Marie Collins, who resigned from a Vatican commission on child protection last year over its failure to take action, said in an interview that the pontiff had to tackle the issue "head on".

"Every rotten apple should be got rid of and it should happen now," Collins said on the sidelines of the World Meeting of Families in Dublin, ahead of the pope's visit to Ireland which starts Saturday.

Collins was assaulted by a priest as a 13-year-old while she was in hospital -- one of thousands of victims in Ireland, where abuse scandals have badly dented the Catholic Church's standing.

"Coming to Ireland, where we have such a history of abuse and so many have had their lives destroyed, it is important that while he is here this issue is addressed, and addressed face on, and we get clear words as to what he's going to do," said Collins, now 71.

Many ordinary Irish Catholics were "waiting to see this whole issue dealt with properly" and if it is not, "more people are just going to give up in despair and walk away", she said.

Collins welcomed a letter from Pope Francis this week condemning the "atrocities" revealed by a far-reaching US report into child sex abuse by priests in the state of Pennsylvania.

But she said the words of the leader of the world's billion-plus Catholics did not go far enough.

"It didn't give any concrete statements about what he was actually going to do," she said, calling for some "real sanctions" against those who perpetrate and cover up abuse.

"The reluctance to look into things properly and to behave properly is the fear of how deep it goes, how far it goes and how wide it goes.

"There is this mistaken idea that if we don't look at it, it will go away," she said.

Collins had just celebrated her 13th birthday when she was assaulted by a priest, according to an account she gave at a Vatican symposium on abuse in 2012.

The priest -- "a skilled child molester" in her words -- began visiting her in the evenings while she lay in a hospital bed in Dublin.

"When he began to sexually interfere with me, pretending at first he was being playful, I was shocked and resisted, telling him to stop. He did not stop," she said.

"While assaulting me, he would respond to my resistance by telling me he was a priest, he could do no wrong," she recalled.

"He took photographs of the most private parts of my body and told me I was stupid if I thought it was wrong. He had power over me. I did not know how to tell anyone. I just prayed he would not do it again -- but he did.

"Those fingers that would abuse my body the night before were the next morning holding and offering me the sacred host.

"The hands that held the camera to photograph my exposed body, in the light of day were holding a prayer book when he came to hear my confession.

"When I left the hospital I was not the same child who had entered," she said.

After years of treatment for mental illness brought on by feelings of guilt, Collins finally told a doctor about the abuse when she was 47.

He persuaded her to tell the Church about it, but when Collins met with her parish priest, she says he refused to listen and blamed her.

"He said he saw no need to report the chaplain.
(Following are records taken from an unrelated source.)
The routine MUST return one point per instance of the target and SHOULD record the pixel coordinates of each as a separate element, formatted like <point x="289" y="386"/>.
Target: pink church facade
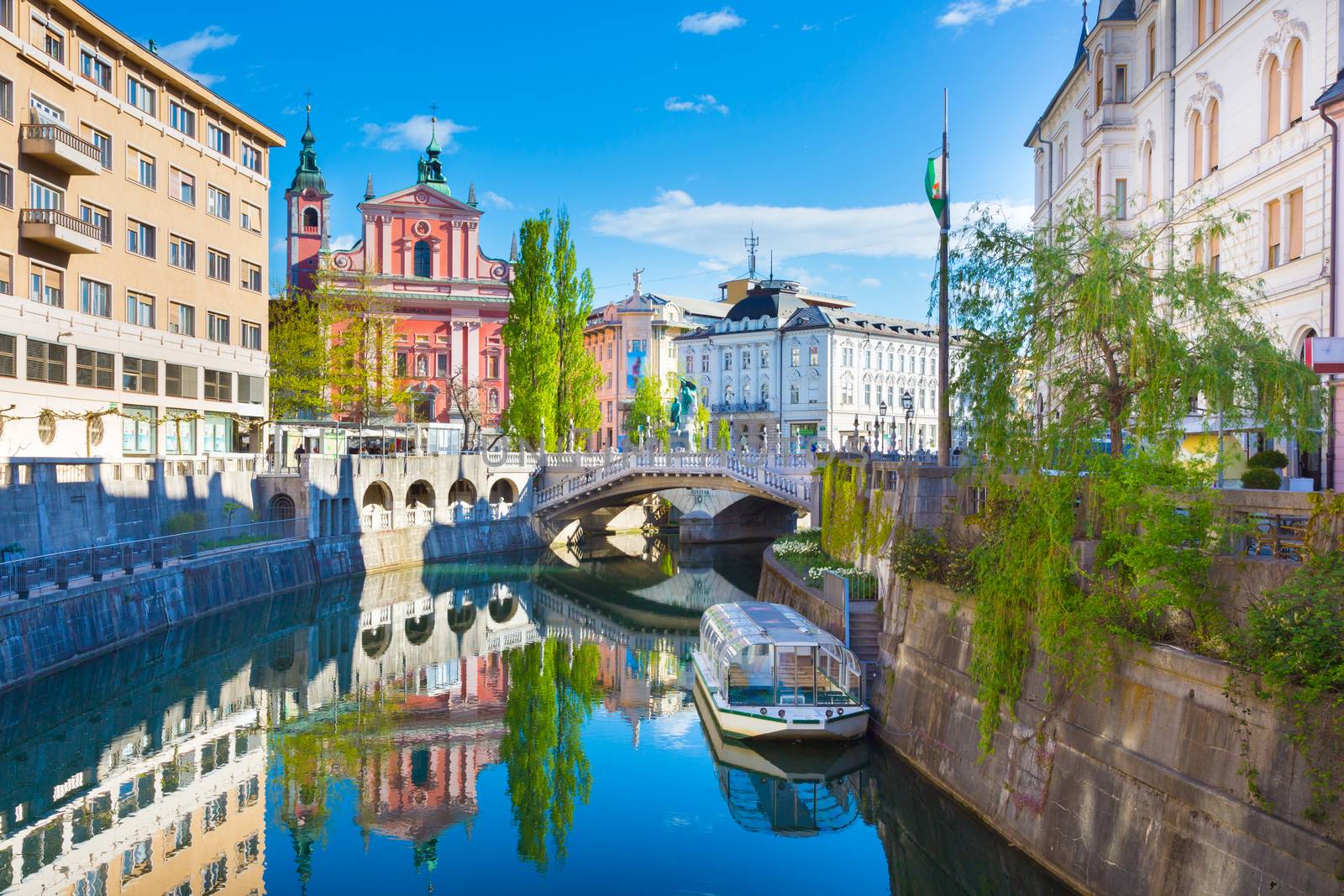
<point x="420" y="250"/>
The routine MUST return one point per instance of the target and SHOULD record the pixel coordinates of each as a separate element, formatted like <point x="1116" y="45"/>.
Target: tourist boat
<point x="765" y="671"/>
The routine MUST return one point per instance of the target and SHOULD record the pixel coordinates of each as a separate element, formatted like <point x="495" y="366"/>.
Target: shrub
<point x="1261" y="477"/>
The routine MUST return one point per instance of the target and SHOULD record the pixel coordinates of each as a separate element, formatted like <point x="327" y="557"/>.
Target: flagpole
<point x="944" y="224"/>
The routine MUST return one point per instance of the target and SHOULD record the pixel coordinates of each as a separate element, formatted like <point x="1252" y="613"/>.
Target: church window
<point x="423" y="258"/>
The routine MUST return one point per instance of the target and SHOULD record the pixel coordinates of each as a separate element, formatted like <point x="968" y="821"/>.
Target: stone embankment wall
<point x="55" y="629"/>
<point x="1135" y="792"/>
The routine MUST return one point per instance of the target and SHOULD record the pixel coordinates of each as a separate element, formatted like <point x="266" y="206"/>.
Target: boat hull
<point x="796" y="725"/>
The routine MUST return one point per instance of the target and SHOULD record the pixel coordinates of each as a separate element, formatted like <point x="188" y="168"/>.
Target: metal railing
<point x="60" y="219"/>
<point x="20" y="577"/>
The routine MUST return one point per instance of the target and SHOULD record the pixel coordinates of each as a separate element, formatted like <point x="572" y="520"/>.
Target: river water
<point x="524" y="725"/>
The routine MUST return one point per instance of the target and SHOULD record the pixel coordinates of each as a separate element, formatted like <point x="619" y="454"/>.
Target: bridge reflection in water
<point x="407" y="711"/>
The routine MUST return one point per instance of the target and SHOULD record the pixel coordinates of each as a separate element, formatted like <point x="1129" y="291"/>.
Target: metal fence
<point x="19" y="577"/>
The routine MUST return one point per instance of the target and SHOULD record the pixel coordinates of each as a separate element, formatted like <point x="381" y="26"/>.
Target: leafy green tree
<point x="647" y="410"/>
<point x="578" y="378"/>
<point x="1082" y="336"/>
<point x="531" y="338"/>
<point x="300" y="331"/>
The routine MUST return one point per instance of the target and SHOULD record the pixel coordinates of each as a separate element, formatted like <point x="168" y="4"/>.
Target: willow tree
<point x="578" y="374"/>
<point x="531" y="338"/>
<point x="1085" y="348"/>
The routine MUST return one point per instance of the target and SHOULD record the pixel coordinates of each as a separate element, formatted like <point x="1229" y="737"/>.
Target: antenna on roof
<point x="752" y="242"/>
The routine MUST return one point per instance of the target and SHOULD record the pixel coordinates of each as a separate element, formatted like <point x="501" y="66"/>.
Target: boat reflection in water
<point x="788" y="789"/>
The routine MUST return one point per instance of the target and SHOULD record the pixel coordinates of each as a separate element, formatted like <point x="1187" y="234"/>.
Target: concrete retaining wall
<point x="1137" y="792"/>
<point x="60" y="627"/>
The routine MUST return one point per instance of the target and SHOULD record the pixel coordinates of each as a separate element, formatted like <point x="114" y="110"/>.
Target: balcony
<point x="60" y="230"/>
<point x="60" y="148"/>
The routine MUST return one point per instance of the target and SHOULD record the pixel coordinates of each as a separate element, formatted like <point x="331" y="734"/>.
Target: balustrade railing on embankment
<point x="22" y="575"/>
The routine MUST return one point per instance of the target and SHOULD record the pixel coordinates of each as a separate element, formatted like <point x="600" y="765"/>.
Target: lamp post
<point x="882" y="416"/>
<point x="907" y="402"/>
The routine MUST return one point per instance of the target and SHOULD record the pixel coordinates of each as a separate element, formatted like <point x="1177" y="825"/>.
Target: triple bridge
<point x="707" y="488"/>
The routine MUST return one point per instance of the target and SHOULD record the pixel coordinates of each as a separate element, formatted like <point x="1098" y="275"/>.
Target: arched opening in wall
<point x="460" y="620"/>
<point x="375" y="641"/>
<point x="378" y="496"/>
<point x="423" y="258"/>
<point x="503" y="490"/>
<point x="461" y="490"/>
<point x="281" y="508"/>
<point x="420" y="629"/>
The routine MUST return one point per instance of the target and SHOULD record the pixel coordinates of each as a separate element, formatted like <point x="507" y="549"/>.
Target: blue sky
<point x="665" y="128"/>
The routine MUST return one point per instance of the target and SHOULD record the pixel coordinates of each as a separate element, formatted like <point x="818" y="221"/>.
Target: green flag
<point x="934" y="186"/>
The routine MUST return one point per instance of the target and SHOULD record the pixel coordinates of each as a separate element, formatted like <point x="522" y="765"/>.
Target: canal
<point x="523" y="725"/>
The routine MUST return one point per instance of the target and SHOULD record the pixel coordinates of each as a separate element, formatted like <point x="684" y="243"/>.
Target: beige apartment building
<point x="132" y="248"/>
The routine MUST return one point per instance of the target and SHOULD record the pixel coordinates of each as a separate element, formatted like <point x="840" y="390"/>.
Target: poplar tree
<point x="531" y="338"/>
<point x="575" y="398"/>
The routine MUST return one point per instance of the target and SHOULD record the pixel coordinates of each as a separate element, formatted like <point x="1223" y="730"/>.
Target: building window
<point x="139" y="375"/>
<point x="179" y="380"/>
<point x="250" y="157"/>
<point x="217" y="327"/>
<point x="423" y="258"/>
<point x="181" y="186"/>
<point x="181" y="253"/>
<point x="140" y="238"/>
<point x="140" y="309"/>
<point x="181" y="318"/>
<point x="249" y="217"/>
<point x="217" y="265"/>
<point x="140" y="96"/>
<point x="138" y="430"/>
<point x="96" y="69"/>
<point x="252" y="277"/>
<point x="219" y="140"/>
<point x="1294" y="224"/>
<point x="94" y="369"/>
<point x="104" y="144"/>
<point x="141" y="168"/>
<point x="94" y="297"/>
<point x="181" y="120"/>
<point x="46" y="362"/>
<point x="217" y="202"/>
<point x="1274" y="230"/>
<point x="218" y="385"/>
<point x="45" y="285"/>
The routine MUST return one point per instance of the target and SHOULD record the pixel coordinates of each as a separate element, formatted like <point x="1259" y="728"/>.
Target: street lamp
<point x="907" y="402"/>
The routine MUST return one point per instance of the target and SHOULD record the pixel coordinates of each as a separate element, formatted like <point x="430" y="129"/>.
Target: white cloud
<point x="413" y="134"/>
<point x="183" y="53"/>
<point x="968" y="13"/>
<point x="495" y="201"/>
<point x="716" y="230"/>
<point x="711" y="23"/>
<point x="702" y="102"/>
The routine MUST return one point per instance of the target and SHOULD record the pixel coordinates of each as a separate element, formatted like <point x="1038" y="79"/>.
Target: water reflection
<point x="531" y="714"/>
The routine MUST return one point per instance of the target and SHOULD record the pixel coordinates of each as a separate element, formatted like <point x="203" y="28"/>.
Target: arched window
<point x="423" y="258"/>
<point x="1100" y="74"/>
<point x="1213" y="136"/>
<point x="1294" y="82"/>
<point x="1273" y="98"/>
<point x="1196" y="147"/>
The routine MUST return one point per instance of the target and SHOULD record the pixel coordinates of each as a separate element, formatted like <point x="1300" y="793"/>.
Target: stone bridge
<point x="766" y="492"/>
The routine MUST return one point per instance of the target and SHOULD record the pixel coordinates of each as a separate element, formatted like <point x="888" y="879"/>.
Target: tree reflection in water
<point x="553" y="689"/>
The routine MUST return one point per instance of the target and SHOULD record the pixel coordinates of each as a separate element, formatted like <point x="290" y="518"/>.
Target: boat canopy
<point x="770" y="654"/>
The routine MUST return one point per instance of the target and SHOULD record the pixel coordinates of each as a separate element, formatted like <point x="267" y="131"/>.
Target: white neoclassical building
<point x="790" y="371"/>
<point x="1175" y="102"/>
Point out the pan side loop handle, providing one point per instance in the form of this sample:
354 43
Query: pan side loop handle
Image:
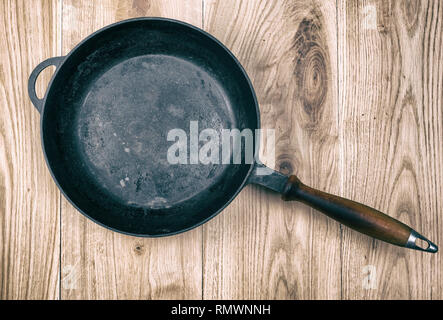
357 216
36 101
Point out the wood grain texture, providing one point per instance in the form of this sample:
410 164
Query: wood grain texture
29 200
98 263
354 90
390 66
260 247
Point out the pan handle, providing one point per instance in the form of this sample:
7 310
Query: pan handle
36 101
355 215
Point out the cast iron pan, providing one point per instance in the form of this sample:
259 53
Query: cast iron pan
105 119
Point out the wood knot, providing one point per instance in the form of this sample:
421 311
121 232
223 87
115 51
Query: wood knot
311 67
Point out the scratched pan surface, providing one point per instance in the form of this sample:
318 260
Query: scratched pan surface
107 114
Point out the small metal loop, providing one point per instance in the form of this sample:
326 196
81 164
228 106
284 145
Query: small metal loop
36 101
412 243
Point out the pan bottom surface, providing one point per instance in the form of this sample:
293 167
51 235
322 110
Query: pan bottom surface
122 130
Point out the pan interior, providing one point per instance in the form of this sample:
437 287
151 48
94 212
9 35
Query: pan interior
108 115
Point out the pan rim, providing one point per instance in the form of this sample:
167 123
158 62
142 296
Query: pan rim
203 33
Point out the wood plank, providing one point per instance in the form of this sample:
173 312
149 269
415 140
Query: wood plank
391 66
29 200
101 264
261 247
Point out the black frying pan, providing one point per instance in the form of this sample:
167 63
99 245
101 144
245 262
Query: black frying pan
105 119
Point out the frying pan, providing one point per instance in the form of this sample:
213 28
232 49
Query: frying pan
105 119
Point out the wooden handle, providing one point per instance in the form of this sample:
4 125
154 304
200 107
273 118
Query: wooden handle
356 216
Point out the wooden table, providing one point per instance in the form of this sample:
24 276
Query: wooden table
354 90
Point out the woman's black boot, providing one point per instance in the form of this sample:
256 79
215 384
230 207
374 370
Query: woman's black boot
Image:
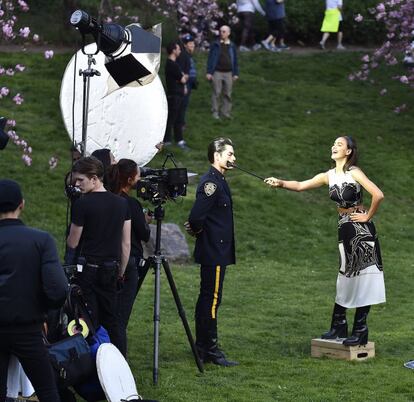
360 329
339 326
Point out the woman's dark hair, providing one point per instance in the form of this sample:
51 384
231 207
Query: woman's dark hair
104 155
217 145
171 47
119 174
89 166
352 159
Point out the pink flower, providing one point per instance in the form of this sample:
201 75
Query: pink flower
17 99
4 91
8 31
53 161
24 32
49 54
27 160
380 7
23 5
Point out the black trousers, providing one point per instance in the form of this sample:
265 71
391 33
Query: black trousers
208 303
99 289
173 123
126 299
31 351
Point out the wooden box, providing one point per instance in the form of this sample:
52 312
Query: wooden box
336 350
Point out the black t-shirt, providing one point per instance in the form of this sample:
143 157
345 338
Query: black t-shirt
173 76
102 216
224 61
140 230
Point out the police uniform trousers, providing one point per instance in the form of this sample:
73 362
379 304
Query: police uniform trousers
209 299
99 289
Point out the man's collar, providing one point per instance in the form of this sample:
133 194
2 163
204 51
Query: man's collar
216 172
11 222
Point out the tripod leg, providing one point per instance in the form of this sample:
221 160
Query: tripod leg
181 313
143 272
157 269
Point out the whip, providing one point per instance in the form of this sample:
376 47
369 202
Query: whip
230 164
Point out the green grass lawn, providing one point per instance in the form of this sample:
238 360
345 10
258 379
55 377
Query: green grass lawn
288 109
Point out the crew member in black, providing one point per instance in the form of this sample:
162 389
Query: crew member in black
211 221
31 281
103 221
122 178
175 81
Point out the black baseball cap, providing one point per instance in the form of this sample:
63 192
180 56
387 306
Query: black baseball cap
187 38
10 195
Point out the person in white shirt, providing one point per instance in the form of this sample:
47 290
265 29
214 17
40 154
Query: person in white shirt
334 4
245 12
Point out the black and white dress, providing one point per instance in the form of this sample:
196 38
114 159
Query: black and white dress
360 279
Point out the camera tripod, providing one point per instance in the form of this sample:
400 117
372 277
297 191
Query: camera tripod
156 261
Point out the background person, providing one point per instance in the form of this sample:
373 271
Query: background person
222 70
123 177
245 12
188 66
360 280
31 281
103 221
175 81
211 221
276 15
333 10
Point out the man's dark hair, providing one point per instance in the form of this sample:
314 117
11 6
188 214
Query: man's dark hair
104 155
171 47
89 166
217 145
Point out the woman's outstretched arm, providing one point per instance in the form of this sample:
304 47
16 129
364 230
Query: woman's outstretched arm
316 181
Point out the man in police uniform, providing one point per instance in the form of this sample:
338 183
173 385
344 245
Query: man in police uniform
211 221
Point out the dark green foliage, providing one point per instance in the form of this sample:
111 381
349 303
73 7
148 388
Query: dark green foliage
288 109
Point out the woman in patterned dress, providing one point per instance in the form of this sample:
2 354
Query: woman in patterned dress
360 281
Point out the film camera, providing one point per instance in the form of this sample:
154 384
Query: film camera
160 185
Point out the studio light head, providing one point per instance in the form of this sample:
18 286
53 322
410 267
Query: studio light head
133 54
109 37
4 138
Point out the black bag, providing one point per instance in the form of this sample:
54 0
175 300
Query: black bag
71 360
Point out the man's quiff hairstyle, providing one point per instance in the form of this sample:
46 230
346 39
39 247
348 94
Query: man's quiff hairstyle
89 166
217 145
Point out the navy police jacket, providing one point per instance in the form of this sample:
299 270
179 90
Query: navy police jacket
212 219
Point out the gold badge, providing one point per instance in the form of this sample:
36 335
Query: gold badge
210 188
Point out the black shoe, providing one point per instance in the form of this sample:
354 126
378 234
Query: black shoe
216 356
359 337
339 328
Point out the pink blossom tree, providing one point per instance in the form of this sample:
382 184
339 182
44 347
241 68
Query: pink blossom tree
398 18
11 33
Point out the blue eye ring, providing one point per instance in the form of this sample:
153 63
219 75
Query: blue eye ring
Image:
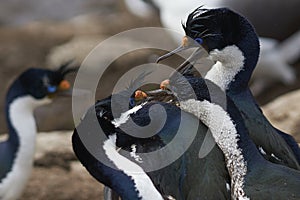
51 89
199 40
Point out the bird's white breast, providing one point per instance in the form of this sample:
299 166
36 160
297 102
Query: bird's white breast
22 119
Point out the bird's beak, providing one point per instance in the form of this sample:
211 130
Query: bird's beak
187 43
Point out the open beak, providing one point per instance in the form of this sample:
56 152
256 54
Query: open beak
187 43
190 61
171 53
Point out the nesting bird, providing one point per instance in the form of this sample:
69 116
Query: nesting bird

He told me what happened was probably my fault. This response shattered me," she said.

A decade later while reading news about a serial paedophile priest Collins realised that other children might have been damaged by the same priest who hurt her and she again spoke up.

The priest was eventually prosecuted and jailed, and Collins has since become a leading voice in Ireland pushing for justice for victims.

Collins on Friday said only the pope could end Vatican "resistance", even if this meant removing people in high office.

"Every day children are being abused. So every day that goes by... more and more children are being harmed when they don't need to be harmed."